Walrus, let us know, what you find interesting in the field of visual arts, will you? If that is too boring, reflections on Venice would be good enough.

You can leave out Baselitz, or Hans-Georg Kern, I am no fan of his. ;)

Fred

Walrus,

The caption image is quite appropriate. That angel of retribution is only killing white people; which explains why those Azov battalion flags CP provides such good documentation of in his post are just the sort of flags our President and advisers approve of waving around.

Mark Logan

Steve G.

They are haunted by the screaming of (Rwandan) lambs.

cville reader

Well, Nuland and Power are apparently not the only naïfs in DC.

https://www.washingtonpost.com/news/checkpoint/wp/2015/07/09/russia-is-greatest-threat-to-the-u-s-says-joint-chiefs-chairman-nominee-gen-joseph-dunford/

How does this fit in with your narrative of childlike simplicity?

JerseyJeffersonian

All,

First, thank you, Walrus.

This work by Rousseau is, no doubt as intended, very disturbing. A few observations...

The horse is deformed, its head and neck are not equine, but rather serpentine; the head is too small, the tongue lolls. A demon horse.

The woman is not actually riding the horse; she is not astride the horse, she is not sitting side saddle (if that were the case, the left leg would be forward), instead she is racing alongside the horse in mid-air. The hair on the right of her head streams out in echo of the tail of the horse, animalic. The torch she bears in her left hand emits no light, only darkness and smoke. Observe how she holds the sword in her right hand. Her fingers are wrapped around the quillons, not a proper grip for wielding the sword as a weapon at all. To my mind, it is fit for only one thing, to present the image of the inverted cross, a satanic symbol. Her face is fixed in an open-lipped Gorgon stare, empty of emotion, and is if anything more terrifying than if it were fixed in a rictus of hate. Spiritually empty, remorseless

Altogether, the woman and the horse are demonic in their effect.

The bodies are strewn about, some mutilated, contorted in the grip of rigor mortis. The pallid head in the foreground, eyes open in death, appears to be severed from its body. Carrion birds flap about, gorging themselves on the corpses. The trees, blasted and ruined, drop their shattered limbs and blackened leaves. Sullen and unnatural clouds float in the preternaturally blue sky.

Satanic, hellish, demonic...a thoroughly frightening image, a warning to mankind of the evil that is unleashed through war.

As a musician, I am reminded of the powerful evocation of just such a nightmarish vision conveyed through music composed by Gustav Holst as part of his suite, The Planets, specifically in the movement depicting Mars, the Bringer of War. I have played this work (along with the rest of the suite), and I can report truthfully that the menacing tread of this music can be as terrifying as Rousseau's vision.

https://www.youtube.com/watch?v=L0bcRCCg01I

So yes, Obama's harpies blithely unleash these horrors; it matters little trying to identify which one of them is more accurately depicted, as any of them are candidates.

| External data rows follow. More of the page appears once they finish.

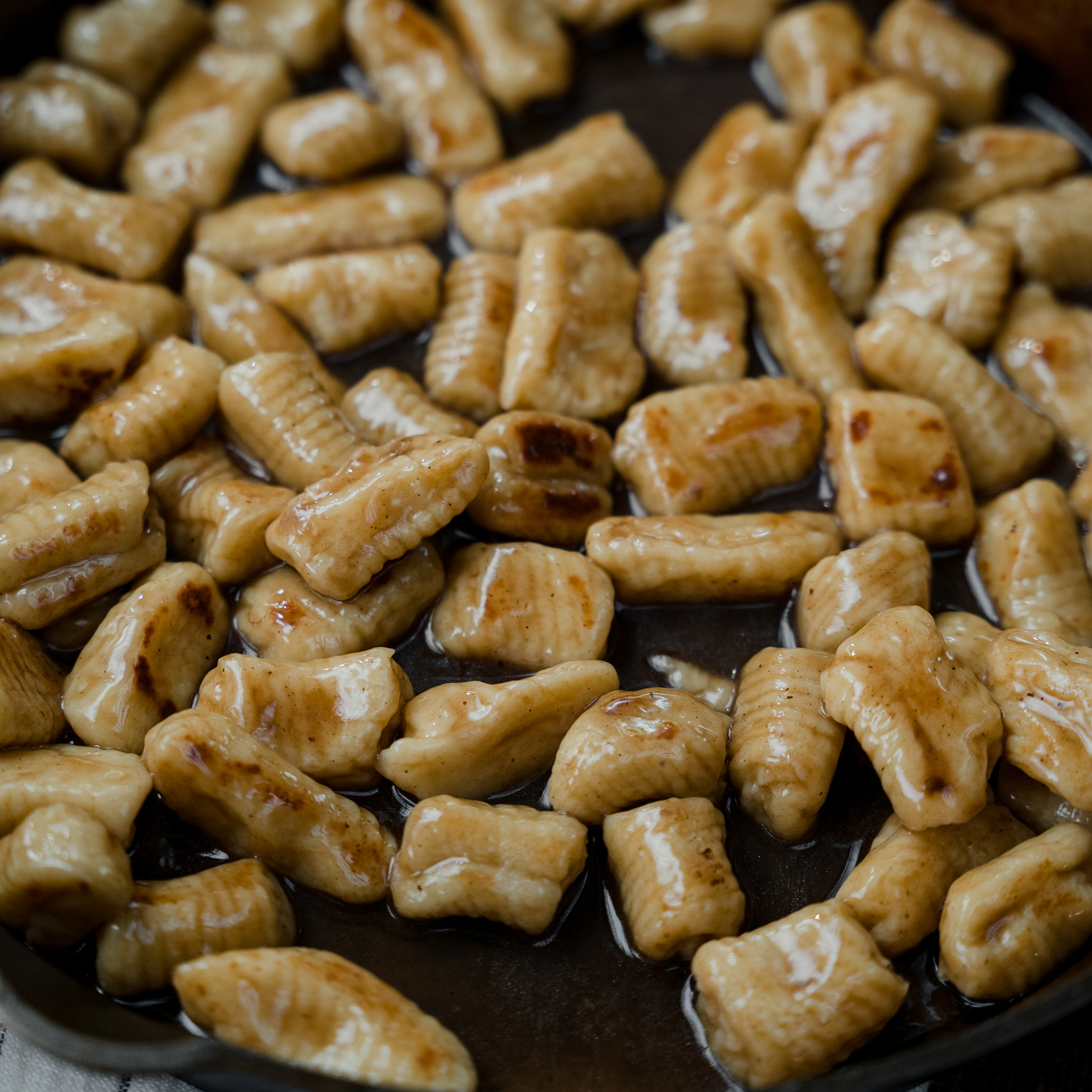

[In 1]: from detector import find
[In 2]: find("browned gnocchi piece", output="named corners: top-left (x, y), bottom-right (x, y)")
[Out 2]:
top-left (614, 378), bottom-right (822, 516)
top-left (546, 687), bottom-right (728, 825)
top-left (60, 338), bottom-right (224, 476)
top-left (425, 253), bottom-right (516, 423)
top-left (0, 804), bottom-right (133, 948)
top-left (836, 804), bottom-right (1032, 959)
top-left (0, 254), bottom-right (187, 345)
top-left (690, 900), bottom-right (909, 1088)
top-left (197, 649), bottom-right (413, 790)
top-left (60, 0), bottom-right (208, 99)
top-left (391, 796), bottom-right (588, 936)
top-left (820, 607), bottom-right (1001, 830)
top-left (151, 436), bottom-right (295, 584)
top-left (452, 114), bottom-right (664, 254)
top-left (428, 543), bottom-right (614, 670)
top-left (376, 660), bottom-right (618, 799)
top-left (212, 0), bottom-right (341, 73)
top-left (796, 531), bottom-right (933, 652)
top-left (95, 860), bottom-right (296, 997)
top-left (0, 159), bottom-right (190, 280)
top-left (500, 227), bottom-right (644, 418)
top-left (603, 796), bottom-right (744, 960)
top-left (220, 353), bottom-right (360, 489)
top-left (868, 210), bottom-right (1012, 348)
top-left (794, 76), bottom-right (940, 318)
top-left (172, 948), bottom-right (477, 1092)
top-left (0, 619), bottom-right (65, 747)
top-left (938, 822), bottom-right (1092, 1000)
top-left (466, 410), bottom-right (614, 547)
top-left (254, 244), bottom-right (441, 353)
top-left (142, 709), bottom-right (397, 903)
top-left (193, 175), bottom-right (447, 273)
top-left (266, 436), bottom-right (489, 599)
top-left (728, 649), bottom-right (845, 842)
top-left (728, 193), bottom-right (865, 402)
top-left (872, 0), bottom-right (1014, 129)
top-left (588, 512), bottom-right (842, 603)
top-left (994, 283), bottom-right (1092, 460)
top-left (911, 126), bottom-right (1080, 212)
top-left (853, 307), bottom-right (1054, 494)
top-left (762, 0), bottom-right (879, 126)
top-left (235, 540), bottom-right (443, 661)
top-left (65, 561), bottom-right (228, 754)
top-left (262, 89), bottom-right (402, 182)
top-left (825, 391), bottom-right (975, 546)
top-left (345, 0), bottom-right (504, 181)
top-left (975, 478), bottom-right (1092, 644)
top-left (670, 103), bottom-right (808, 227)
top-left (637, 224), bottom-right (747, 386)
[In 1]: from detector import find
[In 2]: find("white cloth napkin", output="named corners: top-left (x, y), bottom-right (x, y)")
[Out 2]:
top-left (0, 1024), bottom-right (195, 1092)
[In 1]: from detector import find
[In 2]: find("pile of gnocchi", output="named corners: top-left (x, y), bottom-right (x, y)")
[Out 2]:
top-left (0, 0), bottom-right (1092, 1092)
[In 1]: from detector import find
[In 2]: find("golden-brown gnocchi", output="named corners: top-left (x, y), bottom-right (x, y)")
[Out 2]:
top-left (0, 619), bottom-right (65, 747)
top-left (391, 796), bottom-right (588, 936)
top-left (820, 607), bottom-right (1001, 830)
top-left (466, 410), bottom-right (614, 547)
top-left (262, 89), bottom-right (402, 182)
top-left (796, 531), bottom-right (933, 652)
top-left (853, 307), bottom-right (1054, 494)
top-left (728, 193), bottom-right (865, 402)
top-left (938, 822), bottom-right (1092, 1000)
top-left (637, 224), bottom-right (747, 386)
top-left (603, 796), bottom-right (744, 960)
top-left (0, 744), bottom-right (152, 845)
top-left (254, 244), bottom-right (440, 353)
top-left (672, 103), bottom-right (808, 227)
top-left (235, 541), bottom-right (443, 661)
top-left (345, 0), bottom-right (504, 181)
top-left (193, 175), bottom-right (448, 273)
top-left (428, 543), bottom-right (614, 670)
top-left (794, 76), bottom-right (940, 318)
top-left (872, 0), bottom-right (1014, 129)
top-left (266, 436), bottom-right (489, 599)
top-left (151, 436), bottom-right (296, 584)
top-left (500, 227), bottom-right (644, 418)
top-left (425, 253), bottom-right (516, 423)
top-left (376, 660), bottom-right (618, 799)
top-left (95, 860), bottom-right (296, 997)
top-left (342, 368), bottom-right (477, 445)
top-left (588, 512), bottom-right (842, 603)
top-left (142, 709), bottom-right (397, 903)
top-left (546, 687), bottom-right (728, 825)
top-left (728, 649), bottom-right (845, 842)
top-left (614, 378), bottom-right (822, 516)
top-left (0, 159), bottom-right (190, 280)
top-left (452, 114), bottom-right (664, 254)
top-left (836, 804), bottom-right (1032, 959)
top-left (172, 948), bottom-right (477, 1092)
top-left (868, 210), bottom-right (1012, 348)
top-left (121, 45), bottom-right (293, 210)
top-left (994, 283), bottom-right (1092, 460)
top-left (65, 561), bottom-right (228, 754)
top-left (975, 478), bottom-right (1092, 644)
top-left (762, 0), bottom-right (879, 126)
top-left (690, 900), bottom-right (909, 1088)
top-left (60, 338), bottom-right (224, 476)
top-left (825, 391), bottom-right (975, 546)
top-left (197, 649), bottom-right (413, 790)
top-left (0, 804), bottom-right (133, 948)
top-left (987, 629), bottom-right (1092, 810)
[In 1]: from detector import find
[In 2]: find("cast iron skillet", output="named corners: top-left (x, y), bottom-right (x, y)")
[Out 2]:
top-left (0, 4), bottom-right (1092, 1092)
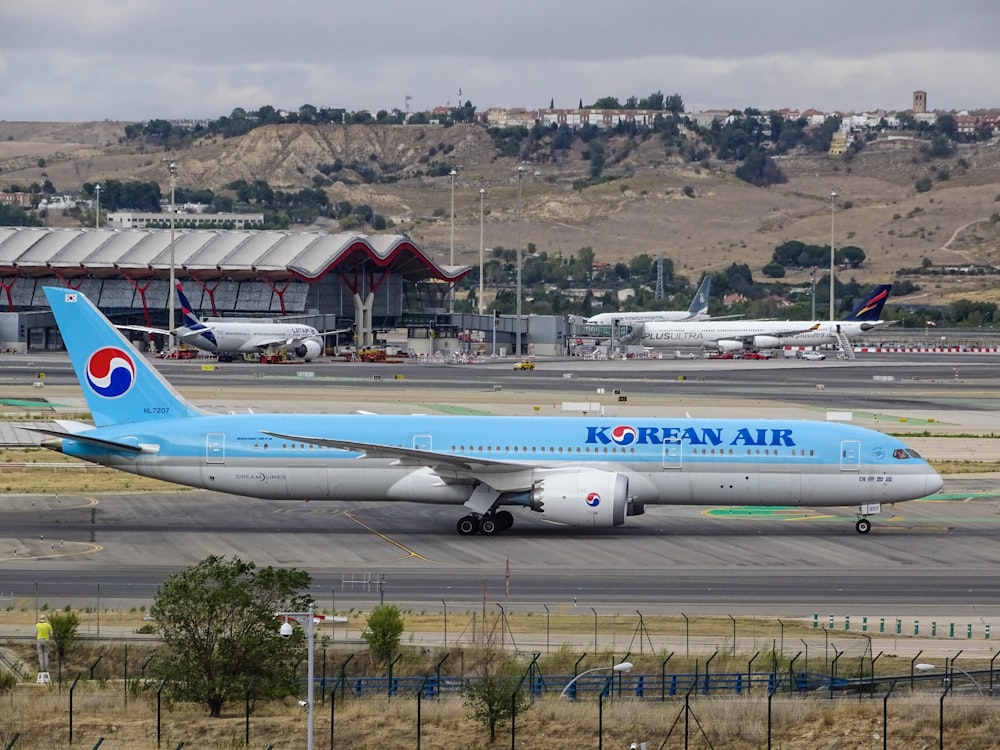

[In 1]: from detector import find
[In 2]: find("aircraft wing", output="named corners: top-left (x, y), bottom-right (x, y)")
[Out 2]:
top-left (754, 323), bottom-right (820, 337)
top-left (24, 427), bottom-right (157, 454)
top-left (243, 334), bottom-right (302, 351)
top-left (262, 430), bottom-right (526, 477)
top-left (115, 326), bottom-right (170, 336)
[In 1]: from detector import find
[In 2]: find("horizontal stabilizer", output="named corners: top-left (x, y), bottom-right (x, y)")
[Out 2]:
top-left (25, 427), bottom-right (152, 453)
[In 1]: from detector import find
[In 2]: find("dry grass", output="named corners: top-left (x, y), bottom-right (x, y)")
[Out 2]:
top-left (0, 681), bottom-right (1000, 750)
top-left (7, 611), bottom-right (1000, 750)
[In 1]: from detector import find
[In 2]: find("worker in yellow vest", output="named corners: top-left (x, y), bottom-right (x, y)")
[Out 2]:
top-left (35, 615), bottom-right (52, 672)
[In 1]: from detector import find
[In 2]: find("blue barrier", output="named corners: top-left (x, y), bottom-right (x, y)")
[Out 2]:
top-left (316, 672), bottom-right (850, 700)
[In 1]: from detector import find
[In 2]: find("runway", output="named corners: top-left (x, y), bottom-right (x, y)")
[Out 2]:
top-left (0, 479), bottom-right (1000, 617)
top-left (0, 355), bottom-right (1000, 622)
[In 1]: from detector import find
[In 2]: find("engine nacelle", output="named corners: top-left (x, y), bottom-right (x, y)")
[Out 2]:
top-left (753, 336), bottom-right (782, 349)
top-left (531, 469), bottom-right (628, 529)
top-left (295, 339), bottom-right (323, 362)
top-left (715, 339), bottom-right (743, 352)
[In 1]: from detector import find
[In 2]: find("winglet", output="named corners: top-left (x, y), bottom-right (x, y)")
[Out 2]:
top-left (177, 283), bottom-right (218, 349)
top-left (844, 284), bottom-right (892, 322)
top-left (688, 280), bottom-right (712, 318)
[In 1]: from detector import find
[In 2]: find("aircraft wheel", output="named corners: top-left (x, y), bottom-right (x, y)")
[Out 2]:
top-left (458, 516), bottom-right (479, 536)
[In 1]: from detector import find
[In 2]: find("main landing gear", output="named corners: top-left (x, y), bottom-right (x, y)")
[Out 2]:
top-left (854, 503), bottom-right (882, 534)
top-left (457, 510), bottom-right (514, 536)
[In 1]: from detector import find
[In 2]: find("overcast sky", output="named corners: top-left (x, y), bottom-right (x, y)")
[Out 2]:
top-left (0, 0), bottom-right (1000, 121)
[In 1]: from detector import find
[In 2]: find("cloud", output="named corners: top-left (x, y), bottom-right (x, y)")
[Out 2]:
top-left (0, 0), bottom-right (1000, 120)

P.S.: While digging around on the internet for more information on this work, I ran across this fascinating article from a few years back that draws connections between Rousseau and Picasso, and specifically on how this contact may have had an influence on Picasso's work, Guernica.

http://www.theguardian.com/artanddesign/2005/oct/29/art

Tinky

Another interesting connection is that the two principal figures are flying well above the fray, much like their disgusting, warmongering counterparts in the real world who face no danger themselves.